Constitutional scholar Slim Loghmani said despite some drawbacks, the constitution is an "historic compromise between identity and modernity" that can serve as a model for other countries in the region seeking a balance between an Arab-Islamic heritage and contemporary ideas of human rights and good governance.
"It's a step forward in the nagging question of cultural identity in Arab countries," he said, lauding in particular not just freedom of religion but what he calls the freedom "not to have a religion."
While the constitution itself will not solve the country's persistent unemployment, rising prices, crushing debt and constant demonstrations, Loghmani said it will move politics forward and reassure foreign investors that the country is back on track after a rocky transition.
"It will be a relief for the average Tunisian who is impatient to see the end of the transition period," he said. "It will reassure Tunisia's international partners that country is headed in the right direction."
The completion of the constitution is also a tribute to the assembly's disparate parties to compromise and negotiate to reach a consensus.

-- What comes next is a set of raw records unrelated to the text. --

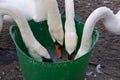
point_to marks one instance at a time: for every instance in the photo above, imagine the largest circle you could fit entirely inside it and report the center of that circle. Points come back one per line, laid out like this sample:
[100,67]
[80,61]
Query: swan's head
[46,59]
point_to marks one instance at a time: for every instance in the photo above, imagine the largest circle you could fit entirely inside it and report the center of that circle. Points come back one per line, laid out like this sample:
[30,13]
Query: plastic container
[34,70]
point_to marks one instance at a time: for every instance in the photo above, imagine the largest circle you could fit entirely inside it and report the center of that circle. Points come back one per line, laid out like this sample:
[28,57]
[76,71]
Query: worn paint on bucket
[34,70]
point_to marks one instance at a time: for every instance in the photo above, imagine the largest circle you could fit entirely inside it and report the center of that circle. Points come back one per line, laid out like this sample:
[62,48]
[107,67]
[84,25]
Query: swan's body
[35,49]
[31,9]
[70,30]
[110,21]
[40,10]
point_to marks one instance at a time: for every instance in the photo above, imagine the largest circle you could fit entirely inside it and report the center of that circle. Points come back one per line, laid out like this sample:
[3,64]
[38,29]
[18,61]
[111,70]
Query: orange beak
[58,50]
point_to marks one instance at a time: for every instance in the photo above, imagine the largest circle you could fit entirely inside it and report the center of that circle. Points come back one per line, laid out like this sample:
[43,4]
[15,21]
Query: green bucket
[34,70]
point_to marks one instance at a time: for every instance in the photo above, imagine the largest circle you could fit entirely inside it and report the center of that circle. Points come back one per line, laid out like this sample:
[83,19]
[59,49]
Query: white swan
[35,49]
[110,21]
[39,10]
[70,30]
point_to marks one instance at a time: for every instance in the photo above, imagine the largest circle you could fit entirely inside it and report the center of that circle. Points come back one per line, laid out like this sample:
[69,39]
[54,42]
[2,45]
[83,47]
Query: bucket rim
[94,41]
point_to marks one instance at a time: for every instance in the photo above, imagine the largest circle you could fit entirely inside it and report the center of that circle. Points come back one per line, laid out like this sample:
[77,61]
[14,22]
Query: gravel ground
[106,53]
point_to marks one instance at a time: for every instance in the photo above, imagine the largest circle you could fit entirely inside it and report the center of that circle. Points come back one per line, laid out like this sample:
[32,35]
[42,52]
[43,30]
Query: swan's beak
[46,60]
[70,57]
[58,50]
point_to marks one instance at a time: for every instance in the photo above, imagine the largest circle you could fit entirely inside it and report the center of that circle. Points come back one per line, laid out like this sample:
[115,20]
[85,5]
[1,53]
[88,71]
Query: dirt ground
[106,52]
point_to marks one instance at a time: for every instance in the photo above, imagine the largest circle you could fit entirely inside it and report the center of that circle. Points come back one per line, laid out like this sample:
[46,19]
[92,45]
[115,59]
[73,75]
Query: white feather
[110,21]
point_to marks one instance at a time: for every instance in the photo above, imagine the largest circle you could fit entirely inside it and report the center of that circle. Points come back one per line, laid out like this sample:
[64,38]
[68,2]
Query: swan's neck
[110,21]
[21,21]
[69,10]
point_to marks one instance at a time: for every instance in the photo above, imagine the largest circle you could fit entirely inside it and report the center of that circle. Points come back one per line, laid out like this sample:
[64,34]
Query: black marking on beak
[46,60]
[61,46]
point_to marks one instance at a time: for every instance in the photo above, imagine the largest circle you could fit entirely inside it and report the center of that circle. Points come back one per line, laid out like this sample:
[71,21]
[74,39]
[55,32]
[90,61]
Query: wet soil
[106,53]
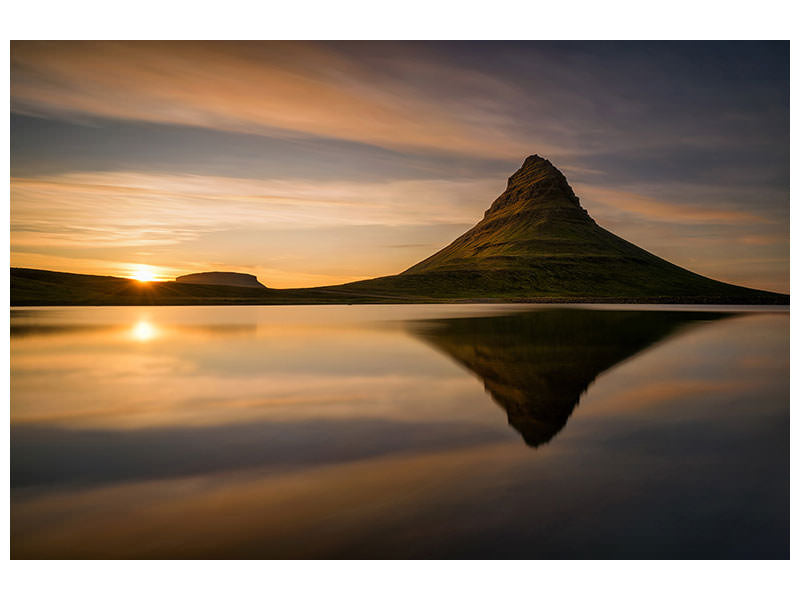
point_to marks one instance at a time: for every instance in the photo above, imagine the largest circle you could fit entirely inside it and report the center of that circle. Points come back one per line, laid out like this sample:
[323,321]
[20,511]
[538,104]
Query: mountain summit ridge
[535,243]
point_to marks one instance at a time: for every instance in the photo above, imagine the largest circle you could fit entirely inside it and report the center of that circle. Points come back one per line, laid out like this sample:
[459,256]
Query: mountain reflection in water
[536,365]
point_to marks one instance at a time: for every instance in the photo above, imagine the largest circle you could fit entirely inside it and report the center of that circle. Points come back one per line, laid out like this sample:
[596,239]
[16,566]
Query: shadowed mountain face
[536,365]
[536,241]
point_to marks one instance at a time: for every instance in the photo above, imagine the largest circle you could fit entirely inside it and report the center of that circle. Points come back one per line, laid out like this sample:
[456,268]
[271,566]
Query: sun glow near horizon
[144,274]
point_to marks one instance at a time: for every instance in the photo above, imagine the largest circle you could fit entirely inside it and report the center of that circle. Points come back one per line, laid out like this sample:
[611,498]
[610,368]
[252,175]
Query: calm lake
[422,431]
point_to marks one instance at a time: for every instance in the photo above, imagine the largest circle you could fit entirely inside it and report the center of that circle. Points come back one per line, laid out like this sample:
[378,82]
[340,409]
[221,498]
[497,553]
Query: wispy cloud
[276,89]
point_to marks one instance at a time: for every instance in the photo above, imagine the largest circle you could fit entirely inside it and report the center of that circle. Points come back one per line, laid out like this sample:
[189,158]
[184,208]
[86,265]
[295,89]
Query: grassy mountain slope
[536,241]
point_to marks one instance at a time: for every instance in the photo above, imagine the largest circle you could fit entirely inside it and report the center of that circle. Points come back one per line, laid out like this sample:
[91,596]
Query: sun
[143,274]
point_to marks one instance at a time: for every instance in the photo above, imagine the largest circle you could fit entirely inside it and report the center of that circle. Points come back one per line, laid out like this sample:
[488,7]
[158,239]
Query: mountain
[534,244]
[537,242]
[536,365]
[221,278]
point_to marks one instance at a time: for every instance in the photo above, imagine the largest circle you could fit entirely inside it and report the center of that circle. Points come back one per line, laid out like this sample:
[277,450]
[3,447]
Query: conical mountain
[537,242]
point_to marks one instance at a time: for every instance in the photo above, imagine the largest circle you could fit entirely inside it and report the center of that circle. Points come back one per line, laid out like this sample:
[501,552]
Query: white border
[413,19]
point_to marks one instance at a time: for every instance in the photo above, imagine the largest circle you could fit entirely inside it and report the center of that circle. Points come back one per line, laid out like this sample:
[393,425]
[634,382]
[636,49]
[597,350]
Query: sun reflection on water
[144,331]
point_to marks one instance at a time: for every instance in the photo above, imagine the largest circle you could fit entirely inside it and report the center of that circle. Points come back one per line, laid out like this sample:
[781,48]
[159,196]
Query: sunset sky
[318,163]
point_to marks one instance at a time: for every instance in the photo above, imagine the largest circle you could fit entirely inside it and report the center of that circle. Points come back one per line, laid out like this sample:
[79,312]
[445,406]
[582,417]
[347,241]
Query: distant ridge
[535,243]
[221,278]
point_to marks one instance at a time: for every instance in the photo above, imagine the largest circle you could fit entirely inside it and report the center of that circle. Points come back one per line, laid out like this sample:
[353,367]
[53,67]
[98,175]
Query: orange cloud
[658,210]
[277,88]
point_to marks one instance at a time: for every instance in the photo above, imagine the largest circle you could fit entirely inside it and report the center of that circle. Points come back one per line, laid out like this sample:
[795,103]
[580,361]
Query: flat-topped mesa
[538,187]
[221,278]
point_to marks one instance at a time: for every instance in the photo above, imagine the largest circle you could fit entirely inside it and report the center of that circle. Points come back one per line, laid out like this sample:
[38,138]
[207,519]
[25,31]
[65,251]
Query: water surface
[399,431]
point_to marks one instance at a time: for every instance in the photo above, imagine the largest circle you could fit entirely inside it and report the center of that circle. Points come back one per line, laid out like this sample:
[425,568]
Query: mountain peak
[538,186]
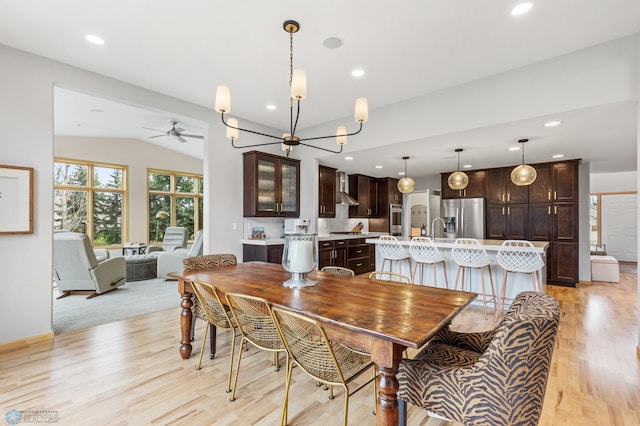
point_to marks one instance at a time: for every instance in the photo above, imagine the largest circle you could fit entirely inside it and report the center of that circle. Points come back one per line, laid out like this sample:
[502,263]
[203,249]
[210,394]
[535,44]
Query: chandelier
[458,180]
[298,84]
[524,174]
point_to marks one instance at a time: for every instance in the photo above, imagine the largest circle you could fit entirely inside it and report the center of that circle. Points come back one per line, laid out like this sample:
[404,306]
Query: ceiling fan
[174,132]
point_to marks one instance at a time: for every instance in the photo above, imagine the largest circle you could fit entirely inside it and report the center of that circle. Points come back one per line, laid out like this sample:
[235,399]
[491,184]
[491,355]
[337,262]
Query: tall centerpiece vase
[300,256]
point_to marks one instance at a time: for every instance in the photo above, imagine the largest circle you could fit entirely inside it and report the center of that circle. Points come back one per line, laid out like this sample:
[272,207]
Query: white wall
[614,182]
[26,117]
[139,156]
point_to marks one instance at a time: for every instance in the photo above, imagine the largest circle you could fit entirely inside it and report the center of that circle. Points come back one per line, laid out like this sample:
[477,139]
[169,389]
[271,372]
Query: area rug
[132,299]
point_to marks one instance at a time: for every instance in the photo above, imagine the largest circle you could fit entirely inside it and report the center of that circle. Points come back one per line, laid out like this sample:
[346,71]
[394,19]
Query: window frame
[90,190]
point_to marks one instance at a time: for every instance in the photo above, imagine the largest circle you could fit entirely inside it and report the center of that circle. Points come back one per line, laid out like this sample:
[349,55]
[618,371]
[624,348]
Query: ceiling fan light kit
[524,174]
[298,85]
[458,180]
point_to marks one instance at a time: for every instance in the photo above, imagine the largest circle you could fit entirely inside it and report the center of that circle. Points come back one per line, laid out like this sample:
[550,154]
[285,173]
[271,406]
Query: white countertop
[447,243]
[331,237]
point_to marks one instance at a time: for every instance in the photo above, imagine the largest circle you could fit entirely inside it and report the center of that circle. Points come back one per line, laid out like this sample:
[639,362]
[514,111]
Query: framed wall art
[16,200]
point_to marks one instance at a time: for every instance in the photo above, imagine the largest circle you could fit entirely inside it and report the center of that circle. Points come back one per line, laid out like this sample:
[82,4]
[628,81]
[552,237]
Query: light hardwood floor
[129,373]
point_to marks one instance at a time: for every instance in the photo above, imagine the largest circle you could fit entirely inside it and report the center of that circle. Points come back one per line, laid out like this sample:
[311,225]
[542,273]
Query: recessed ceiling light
[92,38]
[332,42]
[521,9]
[552,123]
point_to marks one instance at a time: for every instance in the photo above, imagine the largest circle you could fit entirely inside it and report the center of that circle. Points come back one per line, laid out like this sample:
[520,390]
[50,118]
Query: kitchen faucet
[433,224]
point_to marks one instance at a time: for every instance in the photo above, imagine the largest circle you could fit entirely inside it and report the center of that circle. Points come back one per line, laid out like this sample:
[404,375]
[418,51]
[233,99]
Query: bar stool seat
[424,252]
[469,254]
[518,256]
[390,249]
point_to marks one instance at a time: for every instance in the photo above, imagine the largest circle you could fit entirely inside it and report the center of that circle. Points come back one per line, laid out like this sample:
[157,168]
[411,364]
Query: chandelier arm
[254,145]
[331,136]
[324,149]
[252,131]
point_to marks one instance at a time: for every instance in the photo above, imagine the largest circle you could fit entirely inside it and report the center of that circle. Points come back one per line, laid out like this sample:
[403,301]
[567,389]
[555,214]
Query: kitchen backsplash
[341,223]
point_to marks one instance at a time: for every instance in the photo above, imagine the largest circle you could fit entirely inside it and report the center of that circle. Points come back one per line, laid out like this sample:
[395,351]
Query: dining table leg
[387,355]
[186,318]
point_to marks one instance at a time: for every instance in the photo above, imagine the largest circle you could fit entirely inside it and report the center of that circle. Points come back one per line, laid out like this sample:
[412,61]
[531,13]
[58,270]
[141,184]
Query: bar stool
[518,256]
[390,249]
[469,254]
[424,252]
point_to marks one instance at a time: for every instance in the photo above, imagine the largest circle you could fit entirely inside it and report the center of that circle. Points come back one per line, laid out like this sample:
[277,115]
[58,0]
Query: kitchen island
[516,283]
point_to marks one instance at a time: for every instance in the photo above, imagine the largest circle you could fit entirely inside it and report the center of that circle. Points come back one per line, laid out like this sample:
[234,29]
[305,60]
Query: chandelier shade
[298,86]
[406,185]
[458,180]
[524,174]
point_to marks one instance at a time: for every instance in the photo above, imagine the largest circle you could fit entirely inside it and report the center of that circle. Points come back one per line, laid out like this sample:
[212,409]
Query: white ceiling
[185,49]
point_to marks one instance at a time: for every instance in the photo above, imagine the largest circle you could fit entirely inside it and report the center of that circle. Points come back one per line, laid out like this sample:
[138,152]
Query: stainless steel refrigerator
[464,218]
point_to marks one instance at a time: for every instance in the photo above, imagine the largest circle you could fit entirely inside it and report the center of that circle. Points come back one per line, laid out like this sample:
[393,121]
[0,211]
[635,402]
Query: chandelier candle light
[298,84]
[524,174]
[458,180]
[406,184]
[299,257]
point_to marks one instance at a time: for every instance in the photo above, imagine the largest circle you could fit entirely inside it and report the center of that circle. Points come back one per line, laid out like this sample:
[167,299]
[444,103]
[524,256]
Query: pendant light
[524,174]
[406,184]
[458,180]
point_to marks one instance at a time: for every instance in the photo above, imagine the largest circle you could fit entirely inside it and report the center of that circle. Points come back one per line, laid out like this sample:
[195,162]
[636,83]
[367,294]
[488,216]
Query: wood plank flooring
[130,373]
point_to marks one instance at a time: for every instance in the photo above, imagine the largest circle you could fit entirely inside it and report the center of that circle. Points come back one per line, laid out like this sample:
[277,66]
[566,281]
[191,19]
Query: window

The moderate Islamist party Ennahda, which holds more than 40 percent of the seats in the assembly, backed down on putting a number of religious-inspired measures into the constitution in the face of wide opposition.
At times the constitution looked like it would never get written, with numerous walkouts by different parties and at one point a complete suspension of its activities in the wake of the assassination of a left-wing deputy in July.
In the end, Ennahda made concessions to the opposition and stepped down in favor of a caretaker government to manage the rest of the transition, allowing the constitution to be completed.
The willingness of Ennahda to negotiate stood in sharp contrast to the more overbearing approach of the Muslim Brotherhood in Egypt, which had a more dominant position in the elected parliament and held the presidency. It ran roughshod over the demands of the opposition, citing its electoral successes.
"Egyptian constitutional politics has been a winner-take-all game; Tunisian politics has been more consensual — though consensus has been difficult to achieve," said Nathan Brown, an expert on Egyptian law at George Washington University. "The Tunisian experience is one that is more likely to give birth to a functioning democracy."
The overthrow of the Muslim Brotherhood government in Egypt by the military in July and subsequent violent repression was a stern warning to Tunisia, said Yahyaoui of Bawsala, and it helped the various parties find a compromise.
"The only people who won something out of what happened in Egypt was Tunisia," she said. "Ennahda saw what happened to the Brotherhood and they didn't want to see the same scenario in Tunisia."